Have you ever given much thought to subatomic particles? Or stuff that’s really, really small? Many years ago, I found this Scale of Universe interactive site and I just love to scroll down to as small as I can, to see the smallest of known particles, the neutrino (although I suppose it should be updated for the Higgs boson now?), and see all the incredible things that lurk in the hazy, crazy world of quantum physics. It’s insane to think that all of those miniscule particles, when woven together, can make up things as big as you and me, all the way up to stars like VY Canis Majoris, which then join together to become galaxies and superclusters and…
Okay, this isn’t a science blog. I was going somewhere with this.
Ah, yes. Going from small to large. Jesus once spoke of that as well:
He also said, “With what can we compare the kingdom of God, or what parable will we use for it? It is like a mustard seed, which, when sown upon the ground, is the smallest of all the seeds on earth; yet when it is sown it grows up and becomes the greatest of all shrubs, and puts forth large branches, so that the birds of the air can make nests in its shade.”

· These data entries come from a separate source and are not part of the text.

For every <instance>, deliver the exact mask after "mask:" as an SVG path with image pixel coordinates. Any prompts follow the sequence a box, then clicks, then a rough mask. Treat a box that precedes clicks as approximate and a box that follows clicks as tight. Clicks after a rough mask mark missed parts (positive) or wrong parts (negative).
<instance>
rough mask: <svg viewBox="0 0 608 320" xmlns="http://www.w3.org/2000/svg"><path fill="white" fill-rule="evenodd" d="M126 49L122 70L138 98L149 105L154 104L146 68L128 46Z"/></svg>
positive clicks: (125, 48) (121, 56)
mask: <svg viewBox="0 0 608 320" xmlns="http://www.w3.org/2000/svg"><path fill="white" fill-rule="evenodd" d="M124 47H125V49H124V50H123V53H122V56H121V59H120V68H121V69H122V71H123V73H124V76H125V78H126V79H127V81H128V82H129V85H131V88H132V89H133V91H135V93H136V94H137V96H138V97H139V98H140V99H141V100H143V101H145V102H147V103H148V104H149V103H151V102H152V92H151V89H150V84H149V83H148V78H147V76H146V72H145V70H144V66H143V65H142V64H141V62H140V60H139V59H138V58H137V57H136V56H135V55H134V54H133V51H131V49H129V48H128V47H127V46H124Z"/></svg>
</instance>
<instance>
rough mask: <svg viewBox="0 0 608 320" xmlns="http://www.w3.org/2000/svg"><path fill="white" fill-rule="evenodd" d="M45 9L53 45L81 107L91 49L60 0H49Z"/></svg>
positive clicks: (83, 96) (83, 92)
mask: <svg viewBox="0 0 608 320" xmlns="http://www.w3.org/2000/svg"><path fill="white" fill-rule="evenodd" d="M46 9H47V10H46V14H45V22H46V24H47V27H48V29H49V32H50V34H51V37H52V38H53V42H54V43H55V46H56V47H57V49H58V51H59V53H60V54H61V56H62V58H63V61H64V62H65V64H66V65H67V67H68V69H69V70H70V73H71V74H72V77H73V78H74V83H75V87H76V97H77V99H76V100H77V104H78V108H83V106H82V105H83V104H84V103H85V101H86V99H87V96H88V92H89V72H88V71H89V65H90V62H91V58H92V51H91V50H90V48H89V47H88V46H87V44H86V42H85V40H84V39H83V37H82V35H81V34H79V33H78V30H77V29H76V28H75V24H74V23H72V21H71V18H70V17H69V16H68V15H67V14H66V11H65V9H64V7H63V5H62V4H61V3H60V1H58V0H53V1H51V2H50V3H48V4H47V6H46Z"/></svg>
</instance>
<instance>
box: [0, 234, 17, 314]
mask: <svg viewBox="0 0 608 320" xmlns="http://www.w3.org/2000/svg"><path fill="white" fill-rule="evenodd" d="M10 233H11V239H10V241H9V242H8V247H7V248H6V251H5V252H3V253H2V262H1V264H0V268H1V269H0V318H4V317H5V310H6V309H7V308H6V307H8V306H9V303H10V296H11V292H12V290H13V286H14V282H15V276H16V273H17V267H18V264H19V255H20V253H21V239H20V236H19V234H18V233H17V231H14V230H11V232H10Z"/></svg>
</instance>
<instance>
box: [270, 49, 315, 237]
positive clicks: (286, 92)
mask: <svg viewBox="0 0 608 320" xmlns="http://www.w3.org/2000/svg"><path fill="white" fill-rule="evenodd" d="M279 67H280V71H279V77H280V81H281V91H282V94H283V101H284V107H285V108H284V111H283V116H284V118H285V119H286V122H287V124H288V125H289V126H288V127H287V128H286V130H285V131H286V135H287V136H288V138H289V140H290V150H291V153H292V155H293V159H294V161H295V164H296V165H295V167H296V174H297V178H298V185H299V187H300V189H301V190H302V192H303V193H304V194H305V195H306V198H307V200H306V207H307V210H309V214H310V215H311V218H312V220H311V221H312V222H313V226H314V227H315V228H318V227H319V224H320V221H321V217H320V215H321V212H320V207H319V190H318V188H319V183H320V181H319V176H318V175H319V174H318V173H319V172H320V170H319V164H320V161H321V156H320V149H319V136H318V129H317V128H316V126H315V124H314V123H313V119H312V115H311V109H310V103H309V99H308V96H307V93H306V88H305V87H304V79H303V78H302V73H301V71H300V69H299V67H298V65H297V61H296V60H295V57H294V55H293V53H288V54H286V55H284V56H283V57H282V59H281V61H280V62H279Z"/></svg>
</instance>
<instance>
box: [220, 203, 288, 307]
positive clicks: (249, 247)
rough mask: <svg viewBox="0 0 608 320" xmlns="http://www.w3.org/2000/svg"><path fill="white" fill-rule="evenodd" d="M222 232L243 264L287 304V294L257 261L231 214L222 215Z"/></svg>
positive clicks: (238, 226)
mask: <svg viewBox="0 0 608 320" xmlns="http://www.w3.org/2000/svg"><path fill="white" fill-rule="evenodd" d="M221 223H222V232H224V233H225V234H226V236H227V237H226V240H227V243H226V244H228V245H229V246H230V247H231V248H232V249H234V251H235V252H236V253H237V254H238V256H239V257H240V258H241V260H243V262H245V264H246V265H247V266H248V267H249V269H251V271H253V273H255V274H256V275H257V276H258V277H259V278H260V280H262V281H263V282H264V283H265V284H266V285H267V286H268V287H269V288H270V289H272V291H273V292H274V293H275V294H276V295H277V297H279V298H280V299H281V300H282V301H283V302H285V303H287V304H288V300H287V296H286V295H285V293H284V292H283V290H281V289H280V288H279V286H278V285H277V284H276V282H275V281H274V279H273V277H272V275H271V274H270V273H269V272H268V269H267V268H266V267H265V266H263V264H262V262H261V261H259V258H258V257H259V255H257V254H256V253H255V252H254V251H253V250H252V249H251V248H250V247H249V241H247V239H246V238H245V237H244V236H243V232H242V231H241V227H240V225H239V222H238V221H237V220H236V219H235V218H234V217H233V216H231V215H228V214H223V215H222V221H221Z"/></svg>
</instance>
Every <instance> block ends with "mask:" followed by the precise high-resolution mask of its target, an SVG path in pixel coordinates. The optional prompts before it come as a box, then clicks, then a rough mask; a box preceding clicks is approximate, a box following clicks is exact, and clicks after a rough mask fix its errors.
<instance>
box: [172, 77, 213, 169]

Jesus compares His kingdom, the Church, to a mustard seed, one of the smallest seeds in the garden. But then it grows and grows and becomes huge. He seems to indicate that that’s what’s going to happen with His people in the Church. It would start small (remember, before Pentecost, there were only 120 followers left in the Jesus Movement), but it wasn’t going to stay that way. Just like the seemingly unimpressive mustard seed, it would grow, larger and larger, spreading its branches out from the soil it had been planted in. And that’s what we see, not only through the book of Acts, but also throughout the march of the past two thousand years. It may seem like a branch may wither and shrivel, but the mustard seed continues to grow.
But there’s something cooler going on in this as well. Notice what Jesus said about the birds of the air. From what I’ve read, birds love mustard bushes. They love to hide in their branches and eat the seeds that grow there. But Jesus isn’t just making some random observations about flora and fauna. No, in the Bible, the “birds of the air” is a catchphrase that refers to the Gentiles.
So think of what Jesus is saying here. His kingdom will start out small, but it will grow. And it will grow to the point that the Gentiles, those crazy birds of the air, will find shelter in its branches. In this parable, we not only see Jesus’ understanding of the future of His people, but also who He knows will be a part of it all, namely the last people you might expect.
There’s one other thing that occurs to me when we talk about going from small to large. Let’s think subatomic particles again. They are tiny things in and of themselves, but when they join together, the structures they create can grow to huge proportions. And the same is true of the Church. Individually, we are just little neutrinos in a lonely universe. But when the one who created it all joins us together with our fellow believers, we become a wonder.